A few summers ago now, at about 4 o'clock in the morning, I heard someone call my name in a strong stage whisper:

"Andrew!  ANDREW!"

I sat straight up.  "Yes?!  Hello?  What is it?"

But my wife was still asleep.  So were my children.

And then I knew.

This past summer, it happened again, in just the same way, at about the same time in the morning.

A couple of weeks later I was spending time with a someone in San Antonio who was doing some coaching with me.  We were working toward an answer to this crucial question: "What exactly is my thing?  What is it that God wants me to do?"  And in that conference room with Greg, I had this piercing thought:

"But I already know what God wants me to do!  He told me specifically."

This may sound crazy to you, but I knew the moment I heard someone calling my name that it was the Lord, and that he was calling me to meet him in early morning prayer.  I know that as certainly as I know anything in my life.  In the months after I heard my name called that first time, I was somewhat committed to early mornings, but often I woke and shambled down our creaky steps in a half-hearted, hurried way; my prayers were desultory and perfunctory.

This past summer, after that second early morning call and after the insight I had meeting with Greg, it all became just so clear to me:

The one thing I am certain of is that God wants me to pray early in the morning.  If I don't do it, I am being directly disobedient.  All the time people say, "If I could hear God speak to me, then I would do this or that."  And here I am having heard the voice of the Lord Almighty HIMSELF telling me to do something, and often as not I wasn't really doing it.

I decided to recommit myself.

And amazing things that I thought were impossible have already happened.  Immovable situations that I have been praying about have started to move.

But I actually don't think the amazing things are the point.

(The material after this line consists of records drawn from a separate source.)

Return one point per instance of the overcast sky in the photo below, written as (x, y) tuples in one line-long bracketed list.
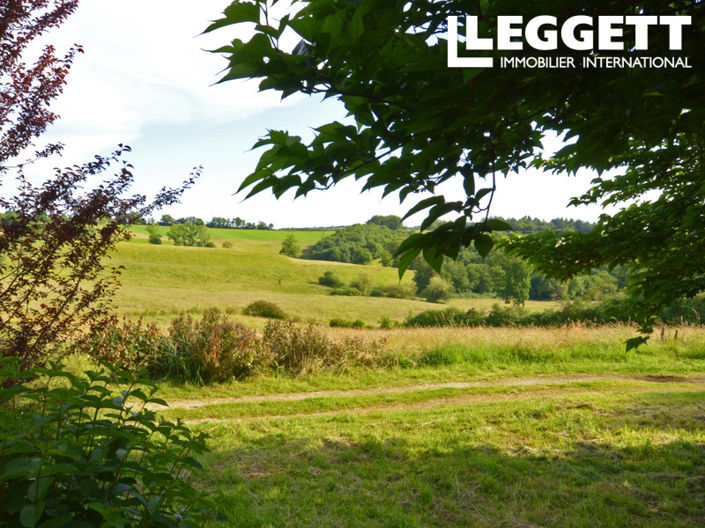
[(146, 80)]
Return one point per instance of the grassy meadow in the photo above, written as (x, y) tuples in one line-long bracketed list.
[(514, 427), (479, 427), (161, 280)]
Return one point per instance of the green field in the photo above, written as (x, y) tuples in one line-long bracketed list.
[(161, 280), (515, 427), (507, 427)]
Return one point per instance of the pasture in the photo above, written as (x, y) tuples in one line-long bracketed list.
[(496, 427), (160, 281), (515, 427)]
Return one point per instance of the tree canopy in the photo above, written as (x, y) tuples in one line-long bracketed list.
[(419, 123)]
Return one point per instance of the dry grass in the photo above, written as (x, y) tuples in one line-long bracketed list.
[(413, 339)]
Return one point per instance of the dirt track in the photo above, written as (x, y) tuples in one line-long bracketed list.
[(686, 384)]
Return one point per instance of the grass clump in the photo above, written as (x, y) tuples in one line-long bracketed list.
[(330, 279), (345, 323), (212, 349), (303, 350), (264, 309)]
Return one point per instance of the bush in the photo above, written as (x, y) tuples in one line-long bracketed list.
[(344, 323), (302, 350), (330, 279), (264, 309), (79, 456), (385, 323), (437, 290), (347, 291), (290, 247), (128, 345), (189, 234), (393, 291), (206, 351), (363, 282)]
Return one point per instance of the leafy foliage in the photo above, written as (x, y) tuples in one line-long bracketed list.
[(437, 290), (264, 309), (74, 454), (154, 236), (209, 350), (128, 345), (290, 247), (302, 350), (27, 91), (330, 279), (356, 244), (419, 124)]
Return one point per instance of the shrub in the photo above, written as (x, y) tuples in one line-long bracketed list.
[(189, 234), (347, 291), (393, 291), (206, 351), (301, 350), (154, 236), (290, 247), (437, 290), (264, 309), (79, 456), (128, 345), (344, 323), (330, 279)]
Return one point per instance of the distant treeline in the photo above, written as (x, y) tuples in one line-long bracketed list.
[(499, 274), (687, 311), (215, 222)]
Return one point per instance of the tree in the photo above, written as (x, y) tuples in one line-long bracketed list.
[(391, 221), (189, 234), (26, 92), (517, 281), (437, 290), (290, 247), (419, 123), (54, 237), (154, 236), (57, 287)]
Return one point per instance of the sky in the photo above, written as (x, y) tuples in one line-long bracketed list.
[(147, 80)]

This past summer, some friends invited my family to use their house in the San Juan Mountains of Colorado.  In late summer in that part of Colorado, the weather is perfect: upper 40’s at dawn, lower 90’s at noon. I’d get up every morning early to sit wrapped in a blanket on the back deck in the dark, waiting for the sun to rise. The deer and the wild turkeys and the hummingbirds paid me no attention, if I kept still enough.  I'd read my Bible and pray, and I would sit.  It was golden.

But you know what my favorite time of the morning was?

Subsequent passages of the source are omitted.